Tero: there may be an issue if the two sides have different PPKs (with
the same PPKID). Should be easy to fix.
Scott: you assume the peer supports 8784 and this protocol, that may not
be the case.
Valery: if controller doesn't understand this then it's negotiatable.
Scott: if the controller doesn't understand it's not gonna do the right
thing.
Valery: then it will do 8784.
Scott: need another NOTIFY to say you support this particular protocol.
Paul: you would have the same 2 NOTIFYs-- bad.
(slide 8)
Paul: this could be accidentally done
Valery: we could forbid it
(slide 9)
Tero: we would need to send multiple key confirmation payloads. And, are
we reusing the authpayloads, how do we tie them together - details need
to be worked out
Michael: instead of a payload, you could use a computed id
Tero action: this will be a working group item, should start wg adoption
call soon.
Valery Smyslov
Daniel: the changes are so extensive, you might as well call it IKEv3
Yaov: we're actually solving two problems: large payloads, and trying to
compactify things. These are two different problems; perhaps they should
be solved separately.
Scott: the rules to send large payloads is straightforward and the
compactify stuff is more complicated. Maybe leave rest to IKEv3.

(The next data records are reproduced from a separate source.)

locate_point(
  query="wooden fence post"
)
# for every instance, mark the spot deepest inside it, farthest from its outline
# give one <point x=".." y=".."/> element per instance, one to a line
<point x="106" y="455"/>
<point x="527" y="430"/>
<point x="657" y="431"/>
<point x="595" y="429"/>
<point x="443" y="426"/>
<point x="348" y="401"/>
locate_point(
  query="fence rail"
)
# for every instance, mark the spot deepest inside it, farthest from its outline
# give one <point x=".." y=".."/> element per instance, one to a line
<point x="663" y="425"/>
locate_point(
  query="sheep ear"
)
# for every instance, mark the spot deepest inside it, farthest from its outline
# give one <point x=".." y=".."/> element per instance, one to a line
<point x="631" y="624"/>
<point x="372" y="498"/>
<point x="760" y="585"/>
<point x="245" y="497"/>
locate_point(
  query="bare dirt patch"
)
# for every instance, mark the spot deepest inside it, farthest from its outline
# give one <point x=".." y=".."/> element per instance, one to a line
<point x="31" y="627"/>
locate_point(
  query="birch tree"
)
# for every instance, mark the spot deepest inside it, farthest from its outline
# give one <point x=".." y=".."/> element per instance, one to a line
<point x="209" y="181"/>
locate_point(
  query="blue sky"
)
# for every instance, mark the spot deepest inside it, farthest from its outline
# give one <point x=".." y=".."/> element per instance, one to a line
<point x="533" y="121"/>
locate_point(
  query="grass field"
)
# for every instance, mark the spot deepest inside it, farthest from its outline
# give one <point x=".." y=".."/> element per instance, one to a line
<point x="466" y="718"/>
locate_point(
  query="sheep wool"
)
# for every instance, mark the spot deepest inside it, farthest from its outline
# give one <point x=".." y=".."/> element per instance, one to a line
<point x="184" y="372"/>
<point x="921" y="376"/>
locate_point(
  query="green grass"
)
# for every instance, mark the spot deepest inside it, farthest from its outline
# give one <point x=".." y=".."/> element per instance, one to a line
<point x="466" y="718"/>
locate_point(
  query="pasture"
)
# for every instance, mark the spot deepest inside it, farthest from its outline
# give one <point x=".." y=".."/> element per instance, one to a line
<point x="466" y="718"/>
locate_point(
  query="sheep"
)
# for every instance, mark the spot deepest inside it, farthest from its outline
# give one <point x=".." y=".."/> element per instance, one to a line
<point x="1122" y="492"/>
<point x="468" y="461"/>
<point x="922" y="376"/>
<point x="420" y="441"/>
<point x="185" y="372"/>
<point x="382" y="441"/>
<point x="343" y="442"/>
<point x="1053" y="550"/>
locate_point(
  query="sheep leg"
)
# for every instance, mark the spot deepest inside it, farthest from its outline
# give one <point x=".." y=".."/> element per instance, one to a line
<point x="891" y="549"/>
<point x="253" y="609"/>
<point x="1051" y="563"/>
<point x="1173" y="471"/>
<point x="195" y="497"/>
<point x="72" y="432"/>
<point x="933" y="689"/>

Tero: are you touching anything outside of the payloads? If not, it
might be a way to automatically convert from the standard IKEv2 format
and the compressed format.
Tero: before the WG works on this, we need more mailing list comments
Poll: 12 votes to support > 64k payloads, 1 not to
Paul: Perhaps we should wait before going ahead to support huge
payloads.
Mohsin Shaikh
Q: should the group adopt this?
Ben: it's an interesting topic and the WG should deal with it. Draft is
a reasonable starting point.
Paul: the IPR is a standard release
Dan: Network Alchemy may have old IPR in this area
Daniel Migault
Tero: I propose that we wait for more people to comment on the list
Daniel Migault
Tero: what is the benefit? Does it make management easier?
Tero: I see the traffic DSCP selector associated with the initiator
Valery: DSCP is not a security property - should this be a part of the
traffic selector?
Valery: DSCP list reduction by the responder might not work property.
Paul: if you negotiate one SA with some of the DSCPs, and send traffic
not matching that DSCP, we'll send that traffic in the clear - not good.
Yoav: didn't have time for this but we will devote time in the future.
Paul: need routing people involved too, not just ipsec people.